Much progress has been made in the knowledge of biology in wound healing. The healing process has been found to be driven by a variety of soluble factors derived from cells, including the production of proinflammatory cytokines and proteolytic enzymes (metalloproteases, elastase, and plasmin) that destroy the extracellular matrix and inactivate growth factor.14 Moreover, understanding which of these molecules are overexpressed and which are in deficit and with low bioavailability, as is the case with the growth factor, it has been possible to develop medications, such as the recombinant human epidermal growth factor (rhEGF) nepidermin to repair, regenerate, and enhance new tissues in vascular wounds.
Nepidermin is a healing and stimulating agent that facilitates circumventing the biofilm barrier and is more efficient and safe for application in chronic ulcers.15 The rhEGF is typically administered perilesionally and intralesionally at a dose of 75 µg diluted in sterile water for injection, 3 times per week; the administrations are maintained until complete granulation of the lesion is achieved or up to 8 weeks.16
Among the experiences of nepidermin application in venous ulcers, a case series published in 2019 concluded that use of this drug reduced the healing time of chronic venous ulcers. In such cases, the time and number of vials that a patient would need for the treatment was determined; the average time of treatment was 5.6 weeks with 15.7 vials per patient.17 In another case report of a patient with a venous ulcer, 75 µg of nepidermin was applied 3 times per week for 8 weeks, achieving 95% granulation and 90% epithelialization at the end of therapy.18 It has been concluded that local intralesional administration of rhEGF promotes wound healing by correcting the expression of biological factors, which are altered in patients with ulcers, thereby reducing the release of reactive oxygen species and increasing serum levels of antioxidative capacity to improve the biochemical environment of the ulcer. Compared with the current standard of care for managing chronic venous ulcers, rhEGF is more effective, shows a shorter time to achieve complete healing of the lesion, and is well tolerated with an excellent safety profile.18
Consequently, this study was proposed to determine whether granulation and epithelialization of a chronic venous ulcer could be achieved more quickly by using intralesional nepidermin plus compression therapy vs topical hydrocolloid therapies plus compression therapy, thereby improving the patient’s health status in a shorter time.

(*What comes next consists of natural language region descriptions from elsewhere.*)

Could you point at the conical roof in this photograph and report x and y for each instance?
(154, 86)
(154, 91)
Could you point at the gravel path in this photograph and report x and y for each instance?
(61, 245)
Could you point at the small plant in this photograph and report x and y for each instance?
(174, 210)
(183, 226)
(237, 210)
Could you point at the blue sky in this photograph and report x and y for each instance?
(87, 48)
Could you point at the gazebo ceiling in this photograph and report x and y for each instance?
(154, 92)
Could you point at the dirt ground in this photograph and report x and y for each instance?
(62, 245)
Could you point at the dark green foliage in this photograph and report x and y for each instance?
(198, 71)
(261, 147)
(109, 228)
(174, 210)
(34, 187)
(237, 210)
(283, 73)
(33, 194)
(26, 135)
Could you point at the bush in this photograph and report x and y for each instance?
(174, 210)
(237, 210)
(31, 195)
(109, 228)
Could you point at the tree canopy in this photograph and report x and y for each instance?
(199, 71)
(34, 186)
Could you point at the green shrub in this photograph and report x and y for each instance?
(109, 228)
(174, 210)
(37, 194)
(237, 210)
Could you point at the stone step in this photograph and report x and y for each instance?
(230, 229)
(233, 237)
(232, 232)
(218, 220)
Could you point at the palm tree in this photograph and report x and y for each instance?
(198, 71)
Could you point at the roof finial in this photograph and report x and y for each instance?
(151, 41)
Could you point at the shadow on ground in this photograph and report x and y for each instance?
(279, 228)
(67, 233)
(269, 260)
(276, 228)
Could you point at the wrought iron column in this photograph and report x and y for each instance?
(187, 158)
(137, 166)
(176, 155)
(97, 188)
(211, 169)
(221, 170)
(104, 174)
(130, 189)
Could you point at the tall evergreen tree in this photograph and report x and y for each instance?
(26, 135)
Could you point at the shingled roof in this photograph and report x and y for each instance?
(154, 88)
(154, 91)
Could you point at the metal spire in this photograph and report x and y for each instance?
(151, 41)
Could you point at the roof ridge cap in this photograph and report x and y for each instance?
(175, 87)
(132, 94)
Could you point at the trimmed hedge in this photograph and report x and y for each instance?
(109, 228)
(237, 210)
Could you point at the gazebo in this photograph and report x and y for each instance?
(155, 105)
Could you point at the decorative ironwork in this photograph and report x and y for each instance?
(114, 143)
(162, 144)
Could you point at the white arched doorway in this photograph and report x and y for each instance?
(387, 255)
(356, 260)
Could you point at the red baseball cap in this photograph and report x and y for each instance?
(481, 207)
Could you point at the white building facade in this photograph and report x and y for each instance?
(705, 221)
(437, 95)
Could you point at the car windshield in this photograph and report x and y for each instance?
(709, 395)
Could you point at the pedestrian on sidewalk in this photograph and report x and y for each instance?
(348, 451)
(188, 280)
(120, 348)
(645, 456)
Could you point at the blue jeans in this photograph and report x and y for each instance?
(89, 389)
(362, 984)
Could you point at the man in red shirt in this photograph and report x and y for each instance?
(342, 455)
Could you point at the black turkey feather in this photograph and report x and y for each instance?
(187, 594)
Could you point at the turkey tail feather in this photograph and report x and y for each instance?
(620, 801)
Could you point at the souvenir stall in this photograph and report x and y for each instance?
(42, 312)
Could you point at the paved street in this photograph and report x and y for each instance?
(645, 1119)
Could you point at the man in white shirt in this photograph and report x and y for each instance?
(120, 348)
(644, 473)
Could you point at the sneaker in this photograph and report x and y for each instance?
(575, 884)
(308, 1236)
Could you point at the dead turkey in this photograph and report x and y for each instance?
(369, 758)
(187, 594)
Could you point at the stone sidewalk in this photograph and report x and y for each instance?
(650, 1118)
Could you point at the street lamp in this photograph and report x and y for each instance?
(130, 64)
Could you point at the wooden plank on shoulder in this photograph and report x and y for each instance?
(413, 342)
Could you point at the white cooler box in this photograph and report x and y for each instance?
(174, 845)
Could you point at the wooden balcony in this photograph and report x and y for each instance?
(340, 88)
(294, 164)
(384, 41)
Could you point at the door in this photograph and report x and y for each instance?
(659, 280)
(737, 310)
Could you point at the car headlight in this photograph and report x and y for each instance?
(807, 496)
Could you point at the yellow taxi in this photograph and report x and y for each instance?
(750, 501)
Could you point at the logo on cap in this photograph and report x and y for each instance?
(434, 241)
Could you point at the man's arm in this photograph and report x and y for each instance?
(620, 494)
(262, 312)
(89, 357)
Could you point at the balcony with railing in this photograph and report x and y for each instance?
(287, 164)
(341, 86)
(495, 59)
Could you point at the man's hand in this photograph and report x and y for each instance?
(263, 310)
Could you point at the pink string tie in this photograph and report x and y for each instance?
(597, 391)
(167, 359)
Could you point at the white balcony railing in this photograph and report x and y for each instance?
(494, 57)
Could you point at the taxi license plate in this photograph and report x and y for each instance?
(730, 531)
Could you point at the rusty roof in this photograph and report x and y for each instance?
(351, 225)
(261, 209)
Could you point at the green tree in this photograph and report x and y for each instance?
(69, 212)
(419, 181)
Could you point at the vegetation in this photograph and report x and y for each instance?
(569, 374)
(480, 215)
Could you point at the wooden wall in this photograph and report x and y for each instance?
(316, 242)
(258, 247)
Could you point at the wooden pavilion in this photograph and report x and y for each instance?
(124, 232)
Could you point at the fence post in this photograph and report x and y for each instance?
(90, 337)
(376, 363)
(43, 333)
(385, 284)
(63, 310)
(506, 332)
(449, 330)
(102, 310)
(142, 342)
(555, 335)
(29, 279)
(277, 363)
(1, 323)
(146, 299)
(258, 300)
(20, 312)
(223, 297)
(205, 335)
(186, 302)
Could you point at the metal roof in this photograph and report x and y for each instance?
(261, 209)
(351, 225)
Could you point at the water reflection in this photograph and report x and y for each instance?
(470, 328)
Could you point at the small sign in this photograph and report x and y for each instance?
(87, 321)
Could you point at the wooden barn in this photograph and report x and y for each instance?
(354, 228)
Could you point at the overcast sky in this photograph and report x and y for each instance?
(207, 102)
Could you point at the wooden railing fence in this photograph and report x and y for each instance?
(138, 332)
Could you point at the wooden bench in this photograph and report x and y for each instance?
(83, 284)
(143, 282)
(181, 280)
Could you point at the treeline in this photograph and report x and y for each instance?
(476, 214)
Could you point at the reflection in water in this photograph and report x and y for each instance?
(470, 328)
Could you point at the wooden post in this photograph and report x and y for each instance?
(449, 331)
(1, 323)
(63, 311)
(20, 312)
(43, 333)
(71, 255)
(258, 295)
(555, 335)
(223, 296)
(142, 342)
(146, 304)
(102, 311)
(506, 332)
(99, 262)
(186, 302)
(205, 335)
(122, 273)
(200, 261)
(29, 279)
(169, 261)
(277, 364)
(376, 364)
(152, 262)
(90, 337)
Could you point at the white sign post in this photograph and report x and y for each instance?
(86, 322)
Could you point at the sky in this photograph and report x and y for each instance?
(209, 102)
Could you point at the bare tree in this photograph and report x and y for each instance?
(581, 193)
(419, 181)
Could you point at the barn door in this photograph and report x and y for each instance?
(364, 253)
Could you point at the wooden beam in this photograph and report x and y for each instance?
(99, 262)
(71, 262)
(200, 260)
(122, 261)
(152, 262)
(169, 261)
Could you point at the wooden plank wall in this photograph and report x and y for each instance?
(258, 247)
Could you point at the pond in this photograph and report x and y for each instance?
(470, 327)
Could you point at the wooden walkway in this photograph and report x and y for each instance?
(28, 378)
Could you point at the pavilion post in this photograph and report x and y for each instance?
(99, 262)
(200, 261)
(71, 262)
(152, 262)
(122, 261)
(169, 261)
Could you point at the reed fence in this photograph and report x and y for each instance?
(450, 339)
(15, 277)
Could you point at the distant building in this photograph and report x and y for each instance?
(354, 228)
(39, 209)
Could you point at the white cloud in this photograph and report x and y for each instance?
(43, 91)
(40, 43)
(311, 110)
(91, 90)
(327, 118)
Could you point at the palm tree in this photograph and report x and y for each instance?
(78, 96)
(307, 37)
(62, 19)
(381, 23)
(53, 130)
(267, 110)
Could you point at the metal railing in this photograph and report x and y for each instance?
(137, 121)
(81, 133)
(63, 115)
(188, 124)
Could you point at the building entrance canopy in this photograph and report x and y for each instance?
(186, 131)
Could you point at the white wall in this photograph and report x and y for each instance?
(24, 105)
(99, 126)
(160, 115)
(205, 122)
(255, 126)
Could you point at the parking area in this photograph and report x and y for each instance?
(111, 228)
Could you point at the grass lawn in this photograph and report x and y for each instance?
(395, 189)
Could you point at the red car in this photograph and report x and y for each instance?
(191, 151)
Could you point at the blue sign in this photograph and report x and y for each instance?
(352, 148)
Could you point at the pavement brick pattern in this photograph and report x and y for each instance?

The authors sought to determine the observed efficacy of rhEGF in a case series of patients with chronic venous insufficiency (Clinical-Etiology-Anatomy-Pathophysiology [CEAP] classification C6) plus compression therapy compared with conventional treatment with hydrocolloid gels plus compression therapy, measured in treatment time and progress of ulcer granulation. Other objectives included evaluating the number of cures and vials needed to fulfill the therapeutic goal, which was the closure of the venous ulcer.